Chapitre 4
Il y eut quelques secondes de silence absolu.
« -Tu veux quoi? dit finalement Harper d'une voix sèche. M'annoncer que tu t'es trouvé une petite jeune? Ou bien…
-Lieutenant, ici le capitaine Kirk, de l'USS Enterprise, intervint Kirk tandis que le visage de McCoy virait au rouge brique. Je présume que vous faites partie du Bureau d'Investigation Interplanétaire?
-Vous présumez bien, capitaine, répondit Harper d'un ton subitement plus calme. En quoi puis-je vous aider?
-Nous soupçonnons que mon commandant en second, le commandeur Spock, a été enlevé par Progen Industry, et nous n'avons aucune envie d'attendre les bras croisés qu'ils le relâchent quelque part. Le docteur McCoy a pensé que vous pourriez nous aider.
-Ca lui arrive d'avoir de bonnes idées, on dirait. Je traque ces pourris depuis quatorze ans, grogna Harper. On a finalement retrouvé leurs traces sur Saturne. Une bonne planque: les rayonnements magnétiques des anneaux brouillent nos capteurs, ce qui leur permet de faire entrer et sortir des navettes en douce. On a réussi à en intercepter quelques-unes et à pincer quelques clients, mais rien de plus. Par contre, je dois vous avertir d'une chose: quand nous avons fini par soupçonner Progen de ponctionner de l'ADN, il y a quelques années, leur méthode a changé.
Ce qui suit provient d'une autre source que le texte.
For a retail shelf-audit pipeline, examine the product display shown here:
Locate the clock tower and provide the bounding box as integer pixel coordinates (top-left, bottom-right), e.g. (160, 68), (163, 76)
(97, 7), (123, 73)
-C'est-à-dire? demanda Kirk, soudain inquiet.
-Les personnes enlevées n'ont jamais été retrouvées.»
Il y eut un silence de mort sur le pont du vaisseau.
« Ca m'étonnerait qu'ils les éliminent, dit finalement McCoy. Des individus avec des critères génotypiques particuliers, ça doit valoir une fortune…
-Pour une fois, je suis d'accord avec toi, Leonard, répondit Harper d'un ton légèrement ironique. En attendant l'âge adulte des enfants qu'ils fabriquent, je suis persuadée qu'ils tentent de vendre leurs prisonniers. L'Univers est grand, et bourré de milliardaires prêts à s'offrir un esclave de ce genre, même s'ils doivent faire attention à ne pas se faire repérer.
-Eh bien, essayons de ressembler à l'un de ces types à la recherche d'un animal de compagnie…Y a-t-il un moyen d'entrer en communication avec Progen? demanda Kirk.
-Nous avons des contacts sur le marché noir. Mais toutes nos infiltrations ont échoué pour l'instant: ils flairent les flics à des kilomètres.
-Et de simples explorateurs spatiaux? dit Kirk d'un ton innocent.
-Pourquoi pas, soupira Harper. On a tout essayé, alors je n'ai rien contre une nouvelle approche. Ca pourrait marcher. Je vous envoie toutes les informations dont je dispose, et je mets une équipe sur pied. »
Harper les rappela peu de temps après.
« Nous avons joint l'un de nos contacts sur le marché noir. Il a prévenu Progen Industry qu'un client les appellerait bientôt. Je vous envoie leur numéro. Dites que vous venez de la part de Triangle. C'est notre contact: il envoie souvent des clients à Progen, qui le rémunère grassement. Dès que vous connaîtrez le jour de votre départ vers Saturne, j'organiserai votre rencontre avec lui, et il vous y conduira dans sa navette privée.»
IIIIIIIIII
Ce fut McCoy qui passa l'appel dans sa cabine, devant un mur neutre qui empêchait de repérer l'endroit: Sulu et Chekov avaient des voix peu américaines, et il était trop risqué que Kirk se fasse reconnaître par Jameson, si c'était ce dernier qui s'occupait de la réception des appels.
« -Progen Industry, que puis-je pour vous? dit un homme souriant, au complet impeccable, qui venait d'apparaître à l'écran.
-Bonjour, dit McCoy. Je souhaiterais passer une commande un peu particulière. Mon entreprise aurait besoin d'un certain type d'employé assez rapidement, et nous n'arrivons pas à en trouver des corrects sur le marché. L'un de mes amis, Triangle, m'a dit que vous pourriez sûrement me satisfaire.
-J'en suis convaincu, monsieur! Puis-je vous inviter à venir nous rendre visite, afin de faire votre choix parmi nos produits? Quand vous serait-il possible de passer nous voir?
-Un instant… répondit McCoy en faisant semblant de regarder un agenda imaginaire. Après-demain, dans la matinée? Triangle sera présent pour m'amener jusqu'à chez vous.
-Ce sera parfait, monsieur. Passez une bonne journée!
-Toi aussi, car ce sera sans doute ta dernière, pourri », grommela McCoy après l'arrêt de la communication.